Achterbahn über den Himalaya
Streifengänse (Anser indicus) folgen bei ihrem Flug über den Himalaya dem Relief des Gebirges.
Dadurch müssen sie für einen kleinen Nettogewinn an Höhe wiederholt mehrere tausend Meter aufsteigen und wieder absinken. Trotzdem sind die Energiekosten für die Tiere bei dieser Art des Achterbahn-Fluges geringer als wenn sie konstant in großer Höhe fliegen würden. Zu diesem Ergebnis kommt eine internationale Forschergruppe unter Beteiligung von Martin Wikelski vom Max-Planck-Institut für Ornithologie in Radolfzell. Diese Forschung ist Teil der Vorbereitung für das Icarus-Projekt. Damit wollen die Wissenschaftler ab 2016 die globalen Wanderbewegungen von Tieren mit Satelliten beobachten.
Streifengänse sind unerschrockene Zugvögel, denen kein Hindernis zu groß ist. Zweimal pro Jahr überqueren sie das höchste Gebirge der Welt. Wie genau die Gänse diesen Flug bewältigen, war bisher unklar. Eine gängige Theorie besagt, dass die Vögel kontinuierlich an Höhe gewinnen, die höchsten Gipfel überqueren und dann stetig wieder absinken. Neue Messungen zeigen jedoch, dass die Gänse immer entlang des Reliefs der Gebirgskette fliegen.
„Als Drachenflieger habe ich mit einer solchen Flugbahn gerechnet. Nicht-Flieger waren da erstmal skeptisch“, kommentiert Martin Wikelski das Ergebnis, Direktor am Max-Planck-Institut für Ornithologie in Radolfzell. Die Erklärung liefert er gleich mit: Nahe am Hang herrschen die verlässlichsten Aufwinde, von denen sich die Gänse nach oben tragen lassen. Das ist viel einfacher, als in konstanter Höhe ein Tal zu überqueren. „Die Gänse im Himalaya machen das so wie wie jeder Drachenflieger in den Alpen“, sagt der Forscher, der auch das internationale Icarus-Konsortium leitet.

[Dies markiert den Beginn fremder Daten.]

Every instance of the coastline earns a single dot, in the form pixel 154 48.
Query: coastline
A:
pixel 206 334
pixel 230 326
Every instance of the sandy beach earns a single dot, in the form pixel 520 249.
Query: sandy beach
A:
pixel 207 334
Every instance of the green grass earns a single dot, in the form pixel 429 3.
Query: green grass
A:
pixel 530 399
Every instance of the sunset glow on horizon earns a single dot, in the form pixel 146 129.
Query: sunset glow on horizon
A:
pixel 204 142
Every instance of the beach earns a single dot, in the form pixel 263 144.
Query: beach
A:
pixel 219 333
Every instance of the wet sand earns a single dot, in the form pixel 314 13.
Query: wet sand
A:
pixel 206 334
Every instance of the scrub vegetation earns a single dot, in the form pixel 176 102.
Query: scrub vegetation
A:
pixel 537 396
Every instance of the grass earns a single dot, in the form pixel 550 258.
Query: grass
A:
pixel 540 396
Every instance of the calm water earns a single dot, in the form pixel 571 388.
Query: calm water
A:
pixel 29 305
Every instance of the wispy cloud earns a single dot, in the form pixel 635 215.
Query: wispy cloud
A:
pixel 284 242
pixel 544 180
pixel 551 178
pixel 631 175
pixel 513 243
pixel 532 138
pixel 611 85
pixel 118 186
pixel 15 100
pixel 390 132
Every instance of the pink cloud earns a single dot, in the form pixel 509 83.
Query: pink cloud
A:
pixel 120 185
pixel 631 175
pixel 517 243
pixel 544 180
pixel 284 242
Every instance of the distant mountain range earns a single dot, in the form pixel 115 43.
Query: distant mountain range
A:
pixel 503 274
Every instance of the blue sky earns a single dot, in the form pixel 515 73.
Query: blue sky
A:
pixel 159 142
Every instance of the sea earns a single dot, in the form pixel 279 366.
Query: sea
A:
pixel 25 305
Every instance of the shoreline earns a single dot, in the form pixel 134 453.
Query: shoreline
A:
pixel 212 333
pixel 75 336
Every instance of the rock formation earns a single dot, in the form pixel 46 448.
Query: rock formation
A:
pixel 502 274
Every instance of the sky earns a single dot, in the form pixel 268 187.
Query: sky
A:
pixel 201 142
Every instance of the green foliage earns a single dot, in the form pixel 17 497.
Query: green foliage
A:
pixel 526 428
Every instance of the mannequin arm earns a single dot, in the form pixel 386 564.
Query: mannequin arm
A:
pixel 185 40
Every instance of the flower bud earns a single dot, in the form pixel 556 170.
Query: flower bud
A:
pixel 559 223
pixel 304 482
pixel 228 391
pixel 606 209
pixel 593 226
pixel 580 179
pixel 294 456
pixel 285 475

Eine der beobachteten Gänse stieg beispielsweise für einen Nettohöhengewinn von nur 1390 Metern zuerst 6340 Meter auf und sank dann wieder um 4950 Meter nach unten. Was auf den ersten Blick wie unnötige Anstrengung aussieht, ist in Wahrheit der einfachere Weg: Die Gänse sparen mit dieser Strategie durchschnittlich acht Prozent der Energiekosten, denn in großer Höhe ist die Luft dünner und die Tiere müssen öfter mit den Flügeln schlagen. Das ist anstrengender als der erhöhte Energieverbrauch bei häufigen Anstiegen. Schon wenn die Flügelschlagfrequenz nur um fünf Prozent zunimmt, steigt die Herzschlagrate um 19 Prozent und der Energieverbrauch schnellt um ganze 41 Prozent nach oben.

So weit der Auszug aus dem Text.